Par un mémoire en défense, enregistré le 28 mars 2023, le recteur de l'académie d'Aix-Marseille conclut au rejet de la requête.

Il fait valoir qu'aucun des moyens de la requête n'est fondé.

Un courrier du 9 février 2023 adressé aux parties en application des dispositions de l'article R. 611-11-1 du code de justice administrative, les a informées de la période à laquelle il est envisagé d'appeler l'affaire à l'audience et a indiqué la date à partir de laquelle l'instruction pourra être close dans les conditions prévues par le dernier alinéa de l'article R. 613-1 et le dernier alinéa de l'article R. 613-2.

Par ordonnance du 11 avril 2023, la clôture de l'instruction a été fixée à sa date d'émission en application de l'article R. 613-1 du code de justice administrative.

Vu les autres pièces du dossier.

Vu :

- le code de l'éducation ;

- la loi n° 84-16 du 11 janvier 1984 ;

- le décret n° 72-581 du 4 juillet 1972 ;

- le décret n° 86-83 du 17 janvier 1986 ;

- le code de justice administrative.

Les parties ont été régulièrement averties du jour de l'audience.
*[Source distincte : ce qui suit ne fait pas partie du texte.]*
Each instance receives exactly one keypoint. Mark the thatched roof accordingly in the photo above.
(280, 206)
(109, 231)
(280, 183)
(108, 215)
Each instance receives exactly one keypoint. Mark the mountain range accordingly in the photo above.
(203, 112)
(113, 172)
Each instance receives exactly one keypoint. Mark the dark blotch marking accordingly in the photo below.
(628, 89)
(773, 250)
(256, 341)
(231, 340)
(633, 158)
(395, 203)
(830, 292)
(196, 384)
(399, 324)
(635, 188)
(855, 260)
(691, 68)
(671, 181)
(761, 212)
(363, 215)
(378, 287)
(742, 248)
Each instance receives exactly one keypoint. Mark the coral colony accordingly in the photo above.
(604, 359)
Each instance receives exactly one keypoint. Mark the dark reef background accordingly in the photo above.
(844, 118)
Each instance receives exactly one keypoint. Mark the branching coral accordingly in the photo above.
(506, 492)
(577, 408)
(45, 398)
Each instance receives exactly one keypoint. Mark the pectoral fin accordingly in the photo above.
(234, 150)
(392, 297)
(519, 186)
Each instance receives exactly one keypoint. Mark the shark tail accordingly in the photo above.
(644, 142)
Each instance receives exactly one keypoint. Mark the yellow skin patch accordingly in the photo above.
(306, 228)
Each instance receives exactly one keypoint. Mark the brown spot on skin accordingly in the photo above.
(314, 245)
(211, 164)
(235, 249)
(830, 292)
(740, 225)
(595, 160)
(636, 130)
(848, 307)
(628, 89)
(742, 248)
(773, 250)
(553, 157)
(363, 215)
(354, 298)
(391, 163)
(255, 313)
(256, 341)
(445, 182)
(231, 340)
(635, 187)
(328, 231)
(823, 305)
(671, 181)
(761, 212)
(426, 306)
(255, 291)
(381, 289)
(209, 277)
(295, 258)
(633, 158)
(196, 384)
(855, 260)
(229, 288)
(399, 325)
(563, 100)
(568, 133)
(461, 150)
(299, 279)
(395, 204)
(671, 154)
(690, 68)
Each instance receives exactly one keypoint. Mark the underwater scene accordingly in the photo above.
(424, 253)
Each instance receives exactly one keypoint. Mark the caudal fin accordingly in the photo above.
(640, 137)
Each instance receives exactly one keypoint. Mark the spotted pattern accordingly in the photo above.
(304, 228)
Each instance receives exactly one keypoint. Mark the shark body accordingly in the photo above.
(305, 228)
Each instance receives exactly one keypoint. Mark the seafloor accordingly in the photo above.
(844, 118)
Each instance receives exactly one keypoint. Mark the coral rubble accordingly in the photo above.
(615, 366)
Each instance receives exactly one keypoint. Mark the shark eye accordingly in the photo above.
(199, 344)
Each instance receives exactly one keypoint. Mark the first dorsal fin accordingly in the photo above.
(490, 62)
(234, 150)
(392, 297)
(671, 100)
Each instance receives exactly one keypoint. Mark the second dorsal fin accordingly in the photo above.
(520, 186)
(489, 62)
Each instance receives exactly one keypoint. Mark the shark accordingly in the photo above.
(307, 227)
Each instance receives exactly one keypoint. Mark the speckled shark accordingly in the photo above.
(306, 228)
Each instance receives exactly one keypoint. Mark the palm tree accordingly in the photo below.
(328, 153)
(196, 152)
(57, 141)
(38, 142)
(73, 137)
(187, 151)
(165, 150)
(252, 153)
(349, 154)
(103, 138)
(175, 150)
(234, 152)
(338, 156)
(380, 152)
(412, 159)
Ont été entendus au cours de l'audience publique :

- le rapport de Mme Isabelle Ruiz, rapporteure,

- et les conclusions de M. François Point, rapporteur public.

Considérant ce qui suit :

1. Mme A..., qui a exercé les fonctions de maîtresse déléguée contractuelle de l'enseignement privé de 2010 à 2016, a passé les épreuves du concours interne CAER-CAPES de lettres modernes de la session 2016 et a été inscrite en première position sur la liste complémentaire. Par un courrier du 21 octobre 2016, elle a sollicité auprès de la division des établissements de l'enseignement privé (DEEP) du rectorat de l'académie d'Aix-Marseille le bénéfice du concours et une affectation en qualité de professeure de l'enseignement privé certifiée stagiaire. Par un courrier du 21 novembre 2016, le recteur de l'académie d'Aix-Marseille l'a informée qu'" en raison du refus définitif en septembre 2016 du contrôleur budgétaire et comptable du ministère de l'éducation nationale, les lauréats des listes complémentaires à des listes principales pour lesquelles aucun désistement n'a été enregistré, ont perdu le bénéfice de leur inscription sur la liste complémentaire ". Par un courrier du 24 août 2018, Mme A... a formé une demande indemnitaire préalable tendant à l'indemnisation des préjudices qu'elle estime avoir subis du fait de la perte du bénéfice du concours de CAER-CAPES de lettres modernes, qui a été implicitement rejetée. Mme A... a alors saisi le tribunal administratif de Marseille d'une demande tendant à la condamnation de l'Etat à l'indemniser des préjudices qu'elle estime avoir subis du fait de différentes carences fautives commises par l'autorité administrative. Par le jugement du 6 avril 2021, le tribunal administratif a rejeté cette demande. Mme A... fait appel de ce jugement.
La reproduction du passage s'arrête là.